Das The­ma Ost­um­fah­rung Suhr lock­te vie­le Inter­es­sier­te an (Bild: zvg)

Baubeginn der Umfahrung Suhr im Idealfall 2024

18. Sep­tem­ber 2019 | News

An der ordent­li­chen Mit­glie­der­ver­samm­lung der IG Ost­um­fah­rung Suhr ori­en­tier­te der Kan­tons­in­ge­nieur-Stell­ver­tre­ter Mat­thi­as Adels­bach über den Pla­nungs­stand des Gross­pro­jek­tes Ver­kehrs­in­fra­struk­tur-Ent­wick­lung Raum Suhr (VERAS). Das Stras­sen­bau­pro­jekt ist eine Kom­bi­na­ti­on von Ost- und Süd­um­fah­rung und beinhal­tet eben­so die Lösung des Bahn­schran­ken­pro­blems bei der Pfi­ster AG.

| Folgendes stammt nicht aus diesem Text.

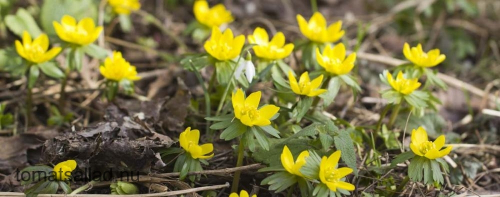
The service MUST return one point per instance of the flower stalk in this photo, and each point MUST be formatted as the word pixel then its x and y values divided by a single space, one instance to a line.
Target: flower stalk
pixel 394 114
pixel 239 162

Wich­tig sei, so beton­te Mat­thi­as Adels­bach, dass das Umfah­rungs­pro­jekt mit flan­kie­ren­den Mass­nah­men dem Agglo­raum Aare­Land einen Nut­zen brin­ge. Das Stras­sen­pro­jekt mit den flan­kie­ren­den Mass­nah­men ver­bes­se­re die Wohn- und Lebens­qua­li­tät in der Gross­re­gi­on Wynen­tal, Suhr bis Ent­fel­den mar­kant. Dies sei das pri­mä­re Ziel des Pro­jek­tes.

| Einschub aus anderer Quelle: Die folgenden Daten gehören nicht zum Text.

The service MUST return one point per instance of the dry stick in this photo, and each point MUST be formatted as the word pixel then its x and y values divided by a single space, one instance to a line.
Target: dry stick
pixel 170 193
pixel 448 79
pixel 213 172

Laut Zeit­plan wird der Regie­rungs­rat im Früh­ling 2020 über den Anhö­rungs­be­richt ent­schei­den und das Pro­jekt in die Ver­nehm­las­sung schicken. Gegen Ende 2020 wird der Gros­se Rat über die Fest­set­zung von VERAS im Richt­plan ent­schei­den. 2021/2022 erfol­ge dann die end­gül­ti­ge Aus­ar­bei­tung des Bau­pro­jek­tes, 2023 käme es zur Kre­dit­ge­neh­mi­gung. Im Ide­al­fall wäre der Bau­be­ginn 2024 oder 2025.

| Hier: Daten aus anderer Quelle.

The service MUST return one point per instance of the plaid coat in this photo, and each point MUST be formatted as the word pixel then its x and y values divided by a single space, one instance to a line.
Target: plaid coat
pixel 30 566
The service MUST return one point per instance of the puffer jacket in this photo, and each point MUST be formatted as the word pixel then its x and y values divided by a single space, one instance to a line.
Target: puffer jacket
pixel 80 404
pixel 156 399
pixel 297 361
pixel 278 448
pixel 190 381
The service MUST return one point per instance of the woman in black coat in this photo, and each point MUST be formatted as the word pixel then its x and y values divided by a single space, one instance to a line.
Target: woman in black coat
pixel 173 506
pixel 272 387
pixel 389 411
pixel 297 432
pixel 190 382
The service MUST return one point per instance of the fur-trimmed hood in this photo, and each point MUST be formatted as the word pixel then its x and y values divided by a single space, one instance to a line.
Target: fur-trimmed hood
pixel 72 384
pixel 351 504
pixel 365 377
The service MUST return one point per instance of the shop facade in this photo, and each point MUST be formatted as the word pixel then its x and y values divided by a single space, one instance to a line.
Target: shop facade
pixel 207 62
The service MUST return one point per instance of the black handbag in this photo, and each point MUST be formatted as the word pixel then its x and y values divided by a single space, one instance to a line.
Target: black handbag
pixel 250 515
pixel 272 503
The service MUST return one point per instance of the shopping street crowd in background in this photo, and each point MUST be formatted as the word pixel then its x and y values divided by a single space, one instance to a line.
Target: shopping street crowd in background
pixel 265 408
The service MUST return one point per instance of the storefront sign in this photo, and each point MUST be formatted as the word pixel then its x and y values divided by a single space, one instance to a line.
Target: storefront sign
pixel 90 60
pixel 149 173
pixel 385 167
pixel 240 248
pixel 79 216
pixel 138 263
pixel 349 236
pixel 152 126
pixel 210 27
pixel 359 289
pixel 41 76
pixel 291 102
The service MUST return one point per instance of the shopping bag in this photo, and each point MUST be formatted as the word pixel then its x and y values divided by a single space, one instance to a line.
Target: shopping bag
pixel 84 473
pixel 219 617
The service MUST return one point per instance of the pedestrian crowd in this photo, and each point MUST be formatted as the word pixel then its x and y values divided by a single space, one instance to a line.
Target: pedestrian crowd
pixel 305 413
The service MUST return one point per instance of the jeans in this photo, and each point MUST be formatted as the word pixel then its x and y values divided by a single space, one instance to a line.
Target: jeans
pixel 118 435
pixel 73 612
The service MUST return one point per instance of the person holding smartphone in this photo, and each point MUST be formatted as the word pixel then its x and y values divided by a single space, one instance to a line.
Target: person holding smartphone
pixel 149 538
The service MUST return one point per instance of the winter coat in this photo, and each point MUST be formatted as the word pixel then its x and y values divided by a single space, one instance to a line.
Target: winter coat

Bau­ko­sten ca. 200 Mil­lio­nen Fran­ken
Der Kan­ton rech­net mit Bau­ko­sten von rund 200 Mil­lio­nen Fran­ken (+/- 30 Pro­zent). Davon hat die Stand­ort­ge­mein­de Suhr rund 13 Mil­lio­nen zu tra­gen. Im Früh­jahr ist der Kan­ton mit einem Brief an die Wynen­ta­ler Gemein­den gelangt, mit der Bit­te einen Soli­da­ri­täts­bei­trag von gesamt­haft 1 Mio. Fran­ken zu lei­sten.

Für den Gemein­de­prä­si­den­ten von Suhr, Mar­co Genoni, eine will­kom­me­ne Geste. Bei die­sem Pro­jekt gehe es ja im Wesent­li­chen auch um die Ver­tei­lung des Ver­kehrs von und nach dem Wynen­tal.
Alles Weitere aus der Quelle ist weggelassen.